The user equipment 220 is identified to the MME 205, the SCEF 210, and the HSS 230 by a unique identifier that is allocated to the user equipment 220. For example, the user equipment 220 is allocated an International Mobile Subscriber Identity (IMSI) that is used to identify the user equipment to the MME 205, the SCEF 210, and the HSS 230. An external identifier is used to identify the user equipment 220 to external entities such as the application server 235. One example of an external identifier is a mobile station international subscriber directory number (MSISDN). The SCEF 210 is configured to map the external identifier to the unique identifier of the user equipment 220. The MME 205 routes SMS messages on the basis of the unique identifier and the SCEF 210 is able to route messages on the basis of either the unique identifier or the external identifier, depending on the direction of the SMS message.
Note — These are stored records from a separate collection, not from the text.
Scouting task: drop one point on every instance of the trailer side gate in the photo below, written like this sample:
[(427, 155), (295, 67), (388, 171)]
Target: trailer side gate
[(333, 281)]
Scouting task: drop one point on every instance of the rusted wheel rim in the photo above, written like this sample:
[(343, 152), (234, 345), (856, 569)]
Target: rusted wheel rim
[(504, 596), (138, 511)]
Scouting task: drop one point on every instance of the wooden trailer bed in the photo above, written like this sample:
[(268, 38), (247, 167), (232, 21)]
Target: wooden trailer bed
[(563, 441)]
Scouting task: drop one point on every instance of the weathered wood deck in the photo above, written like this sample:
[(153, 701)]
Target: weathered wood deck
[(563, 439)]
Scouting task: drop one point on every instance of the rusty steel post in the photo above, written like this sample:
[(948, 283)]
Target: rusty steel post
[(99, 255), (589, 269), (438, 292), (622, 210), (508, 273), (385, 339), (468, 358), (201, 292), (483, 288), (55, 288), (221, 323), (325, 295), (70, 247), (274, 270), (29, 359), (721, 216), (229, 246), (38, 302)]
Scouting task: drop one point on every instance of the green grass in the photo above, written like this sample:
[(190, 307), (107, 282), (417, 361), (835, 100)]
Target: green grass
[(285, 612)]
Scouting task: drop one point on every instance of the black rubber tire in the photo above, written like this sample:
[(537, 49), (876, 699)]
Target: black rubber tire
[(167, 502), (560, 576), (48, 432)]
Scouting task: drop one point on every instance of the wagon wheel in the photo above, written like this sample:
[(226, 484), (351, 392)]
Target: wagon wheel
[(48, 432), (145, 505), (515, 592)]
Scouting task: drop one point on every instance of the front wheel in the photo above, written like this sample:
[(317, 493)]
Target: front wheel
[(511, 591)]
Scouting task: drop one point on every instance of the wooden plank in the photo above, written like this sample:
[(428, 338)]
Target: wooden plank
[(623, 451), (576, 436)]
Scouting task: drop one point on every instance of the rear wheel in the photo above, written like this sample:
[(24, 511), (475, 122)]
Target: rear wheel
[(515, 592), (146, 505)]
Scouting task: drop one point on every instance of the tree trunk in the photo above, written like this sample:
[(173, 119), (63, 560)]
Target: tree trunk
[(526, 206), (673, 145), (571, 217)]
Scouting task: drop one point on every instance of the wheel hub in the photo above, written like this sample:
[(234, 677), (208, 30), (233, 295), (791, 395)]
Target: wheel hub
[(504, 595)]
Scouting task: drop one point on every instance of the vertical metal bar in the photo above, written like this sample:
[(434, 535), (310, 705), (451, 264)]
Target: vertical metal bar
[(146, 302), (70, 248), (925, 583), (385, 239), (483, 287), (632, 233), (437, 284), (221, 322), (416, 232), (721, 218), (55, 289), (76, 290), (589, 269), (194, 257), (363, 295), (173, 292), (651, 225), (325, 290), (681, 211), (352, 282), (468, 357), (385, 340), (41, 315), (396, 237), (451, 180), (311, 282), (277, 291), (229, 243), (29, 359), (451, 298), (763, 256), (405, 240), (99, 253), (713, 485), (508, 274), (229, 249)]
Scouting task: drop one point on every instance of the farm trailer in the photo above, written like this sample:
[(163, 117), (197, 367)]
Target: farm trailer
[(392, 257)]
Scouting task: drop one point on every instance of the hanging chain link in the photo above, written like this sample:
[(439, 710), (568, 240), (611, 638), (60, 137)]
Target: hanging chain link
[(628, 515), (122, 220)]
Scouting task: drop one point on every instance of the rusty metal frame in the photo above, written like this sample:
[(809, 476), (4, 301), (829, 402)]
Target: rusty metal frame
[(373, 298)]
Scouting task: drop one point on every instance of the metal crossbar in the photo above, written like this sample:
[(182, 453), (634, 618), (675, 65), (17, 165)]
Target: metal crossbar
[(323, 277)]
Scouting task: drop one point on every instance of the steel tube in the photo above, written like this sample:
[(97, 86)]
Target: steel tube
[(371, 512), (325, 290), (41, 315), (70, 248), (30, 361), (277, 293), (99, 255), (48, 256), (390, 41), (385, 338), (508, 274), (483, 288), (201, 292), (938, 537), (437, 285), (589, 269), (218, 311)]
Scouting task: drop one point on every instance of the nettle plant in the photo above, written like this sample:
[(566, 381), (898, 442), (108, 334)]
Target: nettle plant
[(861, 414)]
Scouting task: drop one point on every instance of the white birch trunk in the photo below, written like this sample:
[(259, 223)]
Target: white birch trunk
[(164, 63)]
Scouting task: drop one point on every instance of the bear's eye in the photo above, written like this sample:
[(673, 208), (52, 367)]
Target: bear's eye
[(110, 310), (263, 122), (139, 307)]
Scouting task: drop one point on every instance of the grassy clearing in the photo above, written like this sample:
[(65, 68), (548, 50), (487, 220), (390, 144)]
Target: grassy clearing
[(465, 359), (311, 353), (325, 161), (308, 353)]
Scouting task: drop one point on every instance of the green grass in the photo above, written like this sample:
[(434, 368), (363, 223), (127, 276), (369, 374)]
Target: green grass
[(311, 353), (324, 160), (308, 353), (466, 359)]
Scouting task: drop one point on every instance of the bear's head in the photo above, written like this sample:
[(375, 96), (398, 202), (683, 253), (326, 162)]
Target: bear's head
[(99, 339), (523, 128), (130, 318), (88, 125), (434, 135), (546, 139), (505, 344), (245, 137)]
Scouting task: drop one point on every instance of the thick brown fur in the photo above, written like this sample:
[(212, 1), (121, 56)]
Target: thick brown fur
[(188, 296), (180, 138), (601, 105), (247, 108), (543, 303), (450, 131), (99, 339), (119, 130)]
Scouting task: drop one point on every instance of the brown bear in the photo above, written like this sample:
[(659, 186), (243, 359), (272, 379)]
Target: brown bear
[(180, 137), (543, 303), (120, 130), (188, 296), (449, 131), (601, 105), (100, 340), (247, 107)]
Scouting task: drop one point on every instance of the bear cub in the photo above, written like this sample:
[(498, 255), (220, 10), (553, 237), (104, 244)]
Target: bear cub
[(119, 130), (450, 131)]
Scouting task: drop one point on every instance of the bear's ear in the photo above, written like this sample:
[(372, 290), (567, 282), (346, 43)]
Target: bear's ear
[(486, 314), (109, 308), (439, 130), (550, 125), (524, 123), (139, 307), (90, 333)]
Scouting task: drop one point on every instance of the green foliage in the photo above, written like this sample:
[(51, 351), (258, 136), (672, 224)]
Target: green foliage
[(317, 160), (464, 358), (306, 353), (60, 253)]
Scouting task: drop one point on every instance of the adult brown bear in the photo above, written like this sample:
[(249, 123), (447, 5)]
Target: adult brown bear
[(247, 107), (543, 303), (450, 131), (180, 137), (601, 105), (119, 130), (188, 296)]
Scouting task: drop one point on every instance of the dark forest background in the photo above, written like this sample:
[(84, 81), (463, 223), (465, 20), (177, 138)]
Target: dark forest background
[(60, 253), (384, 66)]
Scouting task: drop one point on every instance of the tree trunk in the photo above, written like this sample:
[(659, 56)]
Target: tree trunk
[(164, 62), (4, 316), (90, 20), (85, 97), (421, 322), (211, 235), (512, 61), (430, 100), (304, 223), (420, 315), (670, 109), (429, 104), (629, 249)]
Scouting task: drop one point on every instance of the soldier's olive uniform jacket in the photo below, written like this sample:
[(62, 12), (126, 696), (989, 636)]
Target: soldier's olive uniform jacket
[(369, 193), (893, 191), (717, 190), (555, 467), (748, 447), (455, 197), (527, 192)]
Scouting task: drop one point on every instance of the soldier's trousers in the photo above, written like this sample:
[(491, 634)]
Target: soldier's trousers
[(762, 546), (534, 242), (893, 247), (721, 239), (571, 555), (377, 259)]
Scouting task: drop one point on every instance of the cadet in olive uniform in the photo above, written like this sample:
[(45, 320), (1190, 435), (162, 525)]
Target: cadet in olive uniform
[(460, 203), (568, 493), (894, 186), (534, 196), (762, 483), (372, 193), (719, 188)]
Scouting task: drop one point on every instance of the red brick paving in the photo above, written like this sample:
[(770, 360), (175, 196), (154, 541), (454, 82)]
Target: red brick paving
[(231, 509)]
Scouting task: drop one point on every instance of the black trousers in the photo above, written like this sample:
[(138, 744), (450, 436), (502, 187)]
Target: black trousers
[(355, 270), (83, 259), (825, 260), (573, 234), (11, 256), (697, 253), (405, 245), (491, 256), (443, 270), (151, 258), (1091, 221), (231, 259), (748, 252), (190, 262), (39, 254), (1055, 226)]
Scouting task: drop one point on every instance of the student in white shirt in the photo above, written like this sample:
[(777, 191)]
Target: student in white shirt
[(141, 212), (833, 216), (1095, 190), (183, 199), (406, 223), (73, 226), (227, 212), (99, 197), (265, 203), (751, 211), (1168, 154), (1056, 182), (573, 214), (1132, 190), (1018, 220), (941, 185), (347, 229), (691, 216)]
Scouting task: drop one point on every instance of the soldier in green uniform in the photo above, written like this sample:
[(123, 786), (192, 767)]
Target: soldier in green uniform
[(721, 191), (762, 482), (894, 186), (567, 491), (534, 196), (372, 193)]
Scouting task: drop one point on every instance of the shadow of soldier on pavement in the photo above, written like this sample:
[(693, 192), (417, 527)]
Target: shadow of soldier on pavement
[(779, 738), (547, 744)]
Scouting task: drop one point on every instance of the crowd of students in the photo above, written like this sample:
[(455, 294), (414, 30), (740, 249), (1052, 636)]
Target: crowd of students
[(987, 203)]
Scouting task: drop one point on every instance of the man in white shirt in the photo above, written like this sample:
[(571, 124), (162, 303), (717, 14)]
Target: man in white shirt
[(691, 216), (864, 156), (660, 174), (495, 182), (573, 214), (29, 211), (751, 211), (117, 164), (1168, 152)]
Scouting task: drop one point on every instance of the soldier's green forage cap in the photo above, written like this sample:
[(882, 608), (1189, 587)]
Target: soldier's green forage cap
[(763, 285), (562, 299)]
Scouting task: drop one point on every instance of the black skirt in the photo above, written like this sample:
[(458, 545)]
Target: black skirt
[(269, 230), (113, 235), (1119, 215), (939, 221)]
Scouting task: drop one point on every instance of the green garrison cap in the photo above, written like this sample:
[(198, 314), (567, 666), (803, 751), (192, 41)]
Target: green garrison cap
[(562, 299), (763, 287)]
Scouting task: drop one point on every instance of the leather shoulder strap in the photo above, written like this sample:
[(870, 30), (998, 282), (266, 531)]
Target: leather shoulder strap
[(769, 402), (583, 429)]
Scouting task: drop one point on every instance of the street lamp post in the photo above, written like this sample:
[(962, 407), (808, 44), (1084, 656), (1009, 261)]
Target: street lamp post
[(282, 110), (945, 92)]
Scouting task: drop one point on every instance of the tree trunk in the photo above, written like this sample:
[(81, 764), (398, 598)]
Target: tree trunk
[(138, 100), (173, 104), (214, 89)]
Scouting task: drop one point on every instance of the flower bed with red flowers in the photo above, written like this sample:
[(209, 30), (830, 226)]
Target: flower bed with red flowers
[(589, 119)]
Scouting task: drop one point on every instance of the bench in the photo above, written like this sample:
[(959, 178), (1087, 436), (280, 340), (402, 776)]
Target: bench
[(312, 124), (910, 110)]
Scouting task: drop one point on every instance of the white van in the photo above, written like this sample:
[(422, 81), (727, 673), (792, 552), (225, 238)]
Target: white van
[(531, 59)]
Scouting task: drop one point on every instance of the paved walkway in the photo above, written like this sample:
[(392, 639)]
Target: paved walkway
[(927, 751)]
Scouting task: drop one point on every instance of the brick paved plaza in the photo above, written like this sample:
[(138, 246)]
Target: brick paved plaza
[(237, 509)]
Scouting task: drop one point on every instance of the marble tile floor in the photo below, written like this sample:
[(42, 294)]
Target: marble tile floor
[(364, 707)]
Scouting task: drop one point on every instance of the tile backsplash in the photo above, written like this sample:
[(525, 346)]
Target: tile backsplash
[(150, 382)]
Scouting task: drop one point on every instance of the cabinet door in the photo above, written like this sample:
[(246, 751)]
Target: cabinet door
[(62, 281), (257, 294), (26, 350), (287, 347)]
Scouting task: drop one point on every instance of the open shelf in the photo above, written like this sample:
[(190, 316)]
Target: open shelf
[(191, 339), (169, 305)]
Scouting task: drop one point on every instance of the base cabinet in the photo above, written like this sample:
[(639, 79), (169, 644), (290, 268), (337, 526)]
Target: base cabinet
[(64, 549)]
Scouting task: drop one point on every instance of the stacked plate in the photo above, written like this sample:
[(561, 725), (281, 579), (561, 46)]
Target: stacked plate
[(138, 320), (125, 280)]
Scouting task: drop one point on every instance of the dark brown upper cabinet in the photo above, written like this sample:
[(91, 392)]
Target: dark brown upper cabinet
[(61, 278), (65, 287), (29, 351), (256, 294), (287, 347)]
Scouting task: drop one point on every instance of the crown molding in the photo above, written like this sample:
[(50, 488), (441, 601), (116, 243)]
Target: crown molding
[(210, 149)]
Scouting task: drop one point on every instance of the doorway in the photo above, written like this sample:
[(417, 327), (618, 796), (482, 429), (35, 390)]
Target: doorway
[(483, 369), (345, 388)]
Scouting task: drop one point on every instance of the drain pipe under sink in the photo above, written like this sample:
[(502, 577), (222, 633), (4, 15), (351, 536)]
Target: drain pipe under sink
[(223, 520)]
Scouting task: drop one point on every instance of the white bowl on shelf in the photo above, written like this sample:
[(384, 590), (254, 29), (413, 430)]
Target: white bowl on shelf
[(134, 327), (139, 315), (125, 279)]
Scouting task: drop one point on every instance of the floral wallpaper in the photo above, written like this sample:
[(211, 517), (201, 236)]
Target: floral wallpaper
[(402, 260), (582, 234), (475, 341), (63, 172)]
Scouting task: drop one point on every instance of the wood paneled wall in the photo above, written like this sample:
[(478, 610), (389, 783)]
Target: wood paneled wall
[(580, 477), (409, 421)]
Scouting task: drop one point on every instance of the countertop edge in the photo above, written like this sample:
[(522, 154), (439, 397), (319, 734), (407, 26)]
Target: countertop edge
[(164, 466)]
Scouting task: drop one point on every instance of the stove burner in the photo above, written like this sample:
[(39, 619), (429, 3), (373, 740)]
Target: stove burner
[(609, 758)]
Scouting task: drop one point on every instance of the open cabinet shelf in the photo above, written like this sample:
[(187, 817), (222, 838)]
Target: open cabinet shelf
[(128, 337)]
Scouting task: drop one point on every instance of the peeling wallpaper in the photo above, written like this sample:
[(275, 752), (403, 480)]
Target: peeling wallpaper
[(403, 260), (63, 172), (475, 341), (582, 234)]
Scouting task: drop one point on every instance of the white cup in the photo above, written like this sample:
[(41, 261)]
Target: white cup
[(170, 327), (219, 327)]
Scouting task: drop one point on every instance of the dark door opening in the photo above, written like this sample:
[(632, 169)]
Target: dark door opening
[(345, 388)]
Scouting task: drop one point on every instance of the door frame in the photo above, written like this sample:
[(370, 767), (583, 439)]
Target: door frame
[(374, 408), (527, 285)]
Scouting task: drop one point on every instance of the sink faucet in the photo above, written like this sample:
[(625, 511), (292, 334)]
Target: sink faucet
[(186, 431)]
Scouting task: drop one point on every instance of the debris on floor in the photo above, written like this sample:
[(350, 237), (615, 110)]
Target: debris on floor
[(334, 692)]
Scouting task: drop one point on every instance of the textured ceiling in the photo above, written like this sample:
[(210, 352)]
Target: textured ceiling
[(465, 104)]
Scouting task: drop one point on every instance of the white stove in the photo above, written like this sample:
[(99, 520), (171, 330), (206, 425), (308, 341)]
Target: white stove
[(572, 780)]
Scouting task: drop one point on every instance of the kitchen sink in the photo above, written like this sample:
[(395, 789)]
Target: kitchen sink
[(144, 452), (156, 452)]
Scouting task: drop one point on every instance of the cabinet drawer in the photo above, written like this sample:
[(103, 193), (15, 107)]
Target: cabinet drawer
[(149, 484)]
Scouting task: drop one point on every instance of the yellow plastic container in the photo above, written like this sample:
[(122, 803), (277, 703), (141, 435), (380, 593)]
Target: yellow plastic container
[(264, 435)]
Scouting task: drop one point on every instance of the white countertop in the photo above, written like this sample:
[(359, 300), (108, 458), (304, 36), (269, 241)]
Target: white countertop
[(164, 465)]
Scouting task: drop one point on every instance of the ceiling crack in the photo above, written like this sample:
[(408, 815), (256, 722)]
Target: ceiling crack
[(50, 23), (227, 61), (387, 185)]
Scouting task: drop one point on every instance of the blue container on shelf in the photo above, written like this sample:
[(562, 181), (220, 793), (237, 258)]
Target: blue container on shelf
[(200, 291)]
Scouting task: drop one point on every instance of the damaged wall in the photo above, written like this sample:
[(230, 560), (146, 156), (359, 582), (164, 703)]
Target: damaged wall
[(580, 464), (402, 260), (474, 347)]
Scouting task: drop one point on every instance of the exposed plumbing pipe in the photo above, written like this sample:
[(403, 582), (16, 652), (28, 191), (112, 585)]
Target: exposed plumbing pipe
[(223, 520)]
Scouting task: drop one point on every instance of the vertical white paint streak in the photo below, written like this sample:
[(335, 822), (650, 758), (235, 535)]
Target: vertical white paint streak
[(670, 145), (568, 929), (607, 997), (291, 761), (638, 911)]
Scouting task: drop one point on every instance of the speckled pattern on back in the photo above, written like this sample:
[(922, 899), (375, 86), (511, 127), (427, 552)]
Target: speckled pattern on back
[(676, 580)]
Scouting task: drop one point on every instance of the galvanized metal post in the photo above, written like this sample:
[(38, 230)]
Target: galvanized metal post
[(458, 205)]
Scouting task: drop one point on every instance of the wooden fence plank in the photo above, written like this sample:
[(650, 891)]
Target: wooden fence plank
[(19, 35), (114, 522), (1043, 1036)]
Mobile-terminated SMS messages are generated by the application server 235 for transmission to the user equipment 220. The mobile-terminated SMS messages therefore include the external identifier of the user equipment 220. The SCEF 210 receives the mobile-terminated SMS message and maps the external identifier to the unique identifier of the user equipment 220. The SCEF 210 also uses the unique identifier to identify the MME 205 that is connected to the RAN 215 that is serving the user equipment 220. Depending on the operational status of the user equipment 220, the SCEF 210 selectively forwards the SMS message.

Some embodiments of the user equipment 220 support three operational modes that indicate different statuses: an active mode in which the user equipment 220 is able to receive SMS messages, an idle mode in which the user equipment 220 is not able to receive SMS messages but is available to be paged, and a power saving mode in which the user equipment 220 is not able to receive SMS messages and is only available to be paged at certain paging time intervals. If the user equipment is in the active mode, the SCEF 210 forwards the SMS message to the MME 205, which sends the SMS message to the user equipment 220 on the basis of the unique identifier. If the user equipment is in the idle mode, the SCEF 210 forwards the SMS message to the MME 205, which pages the user equipment 220. If the user equipment 220 responds to the page, the MME 205 transmits the SMS message to the user equipment 220. If the user equipment is in the power saving mode, the SMS message is buffered in either the SCEF 210 or the MME 205. The MME 205 transmits a message to notify the SCEF 210 that the SMS message will be successfully delivered. The message also indicates a time of delivery. The buffered SMS message is then provided at the next paging opportunity, if possible. For example, the MME 205 pages the user equipment 220 at the next paging interval and forwards the SMS message if the user equipment 220 responds to the page. If the user equipment 220 cannot be reached within a predetermined time interval, then the MME 205 notifies the SCEF 210 that the user equipment 220 is not reachable. In that case, the SMS message is discarded.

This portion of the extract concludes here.